Wednesday, May 4, 2011

India's population will peak at 1.7bn in 2060: UN study


India's population is projected to peak at 1.718 billion in 2060, after which it will decline. At its peak, India will be the most populous country there has ever been or probably ever will be.

According to population projections released by the United Nations on Tuesday, India's share in the world's population will peak in 2030 after which it will decline, and the growth in the world's population from then on will be fuelled by Africa.

China at its peak in 2025 will have 1.395 billion people. In fact, when China peaks, India will have already surpassed it in population.

India's population will begin to decline only in 2060, a full 35 years after China. By the turn of the century, India's population, though declining, will be almost double that of China.

The latest numbers come from the UN's 2010 revision of the World Population Prospects. The last revision was in 2008. The "medium variant" for 2010 – the population projections based on national trends, which is neither the best nor worst-case scenario – produces a world population in 2050 of 9.31 billion, that is 156 million larger than the 2008 revision.
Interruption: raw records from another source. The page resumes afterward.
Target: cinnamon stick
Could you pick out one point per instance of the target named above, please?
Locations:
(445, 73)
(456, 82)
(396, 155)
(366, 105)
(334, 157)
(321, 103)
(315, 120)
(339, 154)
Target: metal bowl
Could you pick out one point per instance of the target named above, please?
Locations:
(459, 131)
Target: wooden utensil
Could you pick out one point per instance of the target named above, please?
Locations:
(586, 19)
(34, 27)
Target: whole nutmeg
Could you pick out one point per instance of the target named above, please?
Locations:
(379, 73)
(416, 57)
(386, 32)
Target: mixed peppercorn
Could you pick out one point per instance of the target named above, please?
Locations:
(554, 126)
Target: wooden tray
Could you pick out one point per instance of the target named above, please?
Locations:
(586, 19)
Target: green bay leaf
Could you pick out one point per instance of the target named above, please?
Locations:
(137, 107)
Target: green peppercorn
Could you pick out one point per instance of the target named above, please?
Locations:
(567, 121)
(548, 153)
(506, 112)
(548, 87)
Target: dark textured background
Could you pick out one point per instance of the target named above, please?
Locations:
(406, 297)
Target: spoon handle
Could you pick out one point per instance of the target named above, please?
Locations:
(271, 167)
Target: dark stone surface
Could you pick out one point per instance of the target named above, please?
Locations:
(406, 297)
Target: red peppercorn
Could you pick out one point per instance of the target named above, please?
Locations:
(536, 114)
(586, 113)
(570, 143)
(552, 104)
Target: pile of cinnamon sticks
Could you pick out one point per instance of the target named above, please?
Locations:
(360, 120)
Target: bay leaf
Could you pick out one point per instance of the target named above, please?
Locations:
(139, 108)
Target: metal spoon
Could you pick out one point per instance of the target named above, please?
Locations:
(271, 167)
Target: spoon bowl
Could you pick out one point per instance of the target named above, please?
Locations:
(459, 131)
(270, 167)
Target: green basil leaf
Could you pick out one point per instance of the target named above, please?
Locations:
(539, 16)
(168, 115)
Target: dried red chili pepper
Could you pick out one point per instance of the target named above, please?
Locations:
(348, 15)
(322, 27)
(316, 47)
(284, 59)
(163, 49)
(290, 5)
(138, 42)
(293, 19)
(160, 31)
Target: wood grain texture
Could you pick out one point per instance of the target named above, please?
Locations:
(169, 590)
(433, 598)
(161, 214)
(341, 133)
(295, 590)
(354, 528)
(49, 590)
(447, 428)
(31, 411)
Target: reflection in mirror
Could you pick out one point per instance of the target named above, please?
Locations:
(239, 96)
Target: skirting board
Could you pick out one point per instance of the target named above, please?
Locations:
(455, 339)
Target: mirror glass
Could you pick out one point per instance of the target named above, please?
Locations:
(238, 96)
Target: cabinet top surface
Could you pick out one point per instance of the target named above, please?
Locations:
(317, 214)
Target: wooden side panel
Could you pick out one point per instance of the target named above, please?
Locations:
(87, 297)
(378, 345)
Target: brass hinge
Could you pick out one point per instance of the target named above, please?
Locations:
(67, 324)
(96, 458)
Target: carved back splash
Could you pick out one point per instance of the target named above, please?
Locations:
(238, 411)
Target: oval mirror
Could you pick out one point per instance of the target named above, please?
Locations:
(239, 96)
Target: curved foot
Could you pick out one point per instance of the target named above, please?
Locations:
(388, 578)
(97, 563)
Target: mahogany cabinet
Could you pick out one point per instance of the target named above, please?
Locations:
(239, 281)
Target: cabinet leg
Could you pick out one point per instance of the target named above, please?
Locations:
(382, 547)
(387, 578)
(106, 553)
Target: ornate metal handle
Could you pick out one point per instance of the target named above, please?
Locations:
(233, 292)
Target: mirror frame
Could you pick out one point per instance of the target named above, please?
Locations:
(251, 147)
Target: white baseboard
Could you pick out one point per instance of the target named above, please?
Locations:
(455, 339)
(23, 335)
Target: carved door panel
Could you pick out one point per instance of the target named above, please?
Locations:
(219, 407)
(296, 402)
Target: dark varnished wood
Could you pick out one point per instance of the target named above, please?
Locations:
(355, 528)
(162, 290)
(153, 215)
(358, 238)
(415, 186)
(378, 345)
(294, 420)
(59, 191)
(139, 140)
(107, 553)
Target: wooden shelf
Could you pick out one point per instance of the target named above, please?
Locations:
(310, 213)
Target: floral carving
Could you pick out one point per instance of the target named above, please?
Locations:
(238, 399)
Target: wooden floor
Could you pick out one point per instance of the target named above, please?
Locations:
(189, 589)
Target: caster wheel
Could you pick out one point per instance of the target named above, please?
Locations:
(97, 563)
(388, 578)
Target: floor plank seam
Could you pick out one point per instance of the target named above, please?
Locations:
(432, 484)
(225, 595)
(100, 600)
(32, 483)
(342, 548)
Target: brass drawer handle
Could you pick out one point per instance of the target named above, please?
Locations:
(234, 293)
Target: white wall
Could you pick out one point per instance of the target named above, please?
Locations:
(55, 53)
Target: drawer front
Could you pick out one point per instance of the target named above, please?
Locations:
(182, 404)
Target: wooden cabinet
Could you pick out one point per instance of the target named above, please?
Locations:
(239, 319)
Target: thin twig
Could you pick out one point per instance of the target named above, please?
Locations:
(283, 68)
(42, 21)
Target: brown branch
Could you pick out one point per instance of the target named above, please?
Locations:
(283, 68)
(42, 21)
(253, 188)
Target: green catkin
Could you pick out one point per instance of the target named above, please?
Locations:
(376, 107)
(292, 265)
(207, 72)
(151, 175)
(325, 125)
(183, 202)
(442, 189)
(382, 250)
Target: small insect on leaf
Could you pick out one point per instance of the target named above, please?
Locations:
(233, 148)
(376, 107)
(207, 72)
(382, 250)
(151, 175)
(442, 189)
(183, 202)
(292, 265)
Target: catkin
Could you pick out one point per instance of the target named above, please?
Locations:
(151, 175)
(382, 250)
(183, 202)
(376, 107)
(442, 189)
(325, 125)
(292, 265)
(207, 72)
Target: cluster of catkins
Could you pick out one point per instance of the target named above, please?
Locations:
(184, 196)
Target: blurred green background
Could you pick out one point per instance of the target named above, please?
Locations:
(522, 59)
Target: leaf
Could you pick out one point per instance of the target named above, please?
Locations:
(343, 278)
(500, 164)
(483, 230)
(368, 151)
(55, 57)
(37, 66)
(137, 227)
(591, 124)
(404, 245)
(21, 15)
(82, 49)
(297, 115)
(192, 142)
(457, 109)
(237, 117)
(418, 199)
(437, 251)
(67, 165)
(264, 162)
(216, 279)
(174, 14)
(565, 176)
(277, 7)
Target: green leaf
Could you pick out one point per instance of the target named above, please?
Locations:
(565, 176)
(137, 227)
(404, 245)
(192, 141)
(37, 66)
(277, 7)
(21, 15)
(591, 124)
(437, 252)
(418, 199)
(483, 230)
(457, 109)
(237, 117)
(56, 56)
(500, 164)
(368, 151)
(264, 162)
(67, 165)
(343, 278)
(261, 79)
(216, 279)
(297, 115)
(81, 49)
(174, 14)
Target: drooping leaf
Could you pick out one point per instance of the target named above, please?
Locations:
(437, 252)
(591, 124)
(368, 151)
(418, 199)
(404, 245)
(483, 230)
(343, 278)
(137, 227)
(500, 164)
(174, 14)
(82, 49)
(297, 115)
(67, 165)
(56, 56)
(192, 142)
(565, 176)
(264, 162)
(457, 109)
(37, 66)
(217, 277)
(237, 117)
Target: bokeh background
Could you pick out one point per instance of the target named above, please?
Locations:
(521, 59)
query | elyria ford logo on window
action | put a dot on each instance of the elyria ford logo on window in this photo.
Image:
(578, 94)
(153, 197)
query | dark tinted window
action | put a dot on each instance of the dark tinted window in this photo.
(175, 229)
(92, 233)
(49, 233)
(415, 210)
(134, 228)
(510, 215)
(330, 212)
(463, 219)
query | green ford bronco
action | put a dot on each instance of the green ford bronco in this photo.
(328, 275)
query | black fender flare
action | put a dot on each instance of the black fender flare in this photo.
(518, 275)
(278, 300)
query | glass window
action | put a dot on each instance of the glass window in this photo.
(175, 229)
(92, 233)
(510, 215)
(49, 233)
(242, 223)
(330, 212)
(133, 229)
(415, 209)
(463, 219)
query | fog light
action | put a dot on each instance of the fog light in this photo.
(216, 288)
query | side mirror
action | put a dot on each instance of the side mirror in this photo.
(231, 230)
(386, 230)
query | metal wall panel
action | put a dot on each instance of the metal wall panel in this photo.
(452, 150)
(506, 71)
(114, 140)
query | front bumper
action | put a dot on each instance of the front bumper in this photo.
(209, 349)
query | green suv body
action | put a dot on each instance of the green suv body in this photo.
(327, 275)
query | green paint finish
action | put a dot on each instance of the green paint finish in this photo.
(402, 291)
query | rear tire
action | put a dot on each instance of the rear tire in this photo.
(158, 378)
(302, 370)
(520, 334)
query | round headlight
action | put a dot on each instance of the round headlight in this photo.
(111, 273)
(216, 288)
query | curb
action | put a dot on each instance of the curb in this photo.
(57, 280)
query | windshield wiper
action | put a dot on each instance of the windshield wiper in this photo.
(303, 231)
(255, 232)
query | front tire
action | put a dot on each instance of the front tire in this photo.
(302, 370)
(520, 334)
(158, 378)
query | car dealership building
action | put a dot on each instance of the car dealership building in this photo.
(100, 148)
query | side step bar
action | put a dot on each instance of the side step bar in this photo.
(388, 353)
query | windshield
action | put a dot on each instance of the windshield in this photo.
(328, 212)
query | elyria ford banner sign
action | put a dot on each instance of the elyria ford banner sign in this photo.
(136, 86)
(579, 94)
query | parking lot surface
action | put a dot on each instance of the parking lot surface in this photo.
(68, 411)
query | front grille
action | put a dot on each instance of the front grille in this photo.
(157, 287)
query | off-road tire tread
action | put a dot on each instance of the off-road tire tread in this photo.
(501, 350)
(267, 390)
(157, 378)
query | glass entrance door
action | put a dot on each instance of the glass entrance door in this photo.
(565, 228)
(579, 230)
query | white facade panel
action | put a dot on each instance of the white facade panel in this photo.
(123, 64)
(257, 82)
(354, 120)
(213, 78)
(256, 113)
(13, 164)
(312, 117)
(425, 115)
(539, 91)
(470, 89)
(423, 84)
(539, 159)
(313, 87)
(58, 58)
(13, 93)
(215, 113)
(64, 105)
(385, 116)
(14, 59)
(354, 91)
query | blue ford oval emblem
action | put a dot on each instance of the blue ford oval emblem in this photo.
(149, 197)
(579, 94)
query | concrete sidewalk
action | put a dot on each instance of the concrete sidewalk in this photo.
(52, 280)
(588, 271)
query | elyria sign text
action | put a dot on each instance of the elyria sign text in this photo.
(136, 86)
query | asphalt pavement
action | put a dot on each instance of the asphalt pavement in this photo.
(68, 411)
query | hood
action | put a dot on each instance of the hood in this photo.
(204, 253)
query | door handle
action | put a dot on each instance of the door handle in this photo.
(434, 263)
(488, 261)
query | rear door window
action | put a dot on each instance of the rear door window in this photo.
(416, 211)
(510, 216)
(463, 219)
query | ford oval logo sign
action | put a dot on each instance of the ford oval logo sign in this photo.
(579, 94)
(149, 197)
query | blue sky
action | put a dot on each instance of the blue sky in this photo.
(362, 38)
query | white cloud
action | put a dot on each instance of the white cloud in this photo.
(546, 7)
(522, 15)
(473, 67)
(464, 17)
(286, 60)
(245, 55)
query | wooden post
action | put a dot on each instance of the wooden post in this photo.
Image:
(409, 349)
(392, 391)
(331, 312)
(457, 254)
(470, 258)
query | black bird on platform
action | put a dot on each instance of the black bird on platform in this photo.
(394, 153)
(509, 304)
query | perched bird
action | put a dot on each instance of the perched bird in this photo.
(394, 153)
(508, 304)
At the turn of the century, the world will have 10.1 billion people. On October 31 this year, the world will have its seven billionth person.

India's population will peak in 2060 and decline thereafter but still be double that of China's by the turn of the century, projections released by the UN say.

The rise and ebb of India's demographic dividend is played out starkly in the new numbers. Today, India's median age is 25 years, which makes it younger than China, Africa, the developed world and the global average. As fertility drops and life expectancy increases, India will grow older than the world as we cross the middle of this century. By the end of the century, even the developed world will be younger than India, whose median age will have almost doubled.

In 2010, just under two-thirds of India's population was of working age, that is, between 15 and 60 years. In contrast, less than half the population of the developed world is in its working age group, 24-60 years. By the turn of the century, less than half of India's population will be working, the rest dependent on it. The developed world will be nearing a two-thirds dependent population.

Whether the current demographic composition pays its promised dividend will depend to a large extent
on improved access to higher education. According to an Asian Development Bank draft report released on Wednesday, enrolments in tertiary education in China (21%) and India (12%) are far below those in the developed world.

However, postgraduate enrollment in China has now surpassed levels in India, growing more than five-fold, from 70,000 in 1998 to 365,000 in 2006, of which doctoral enrollment is 208,000.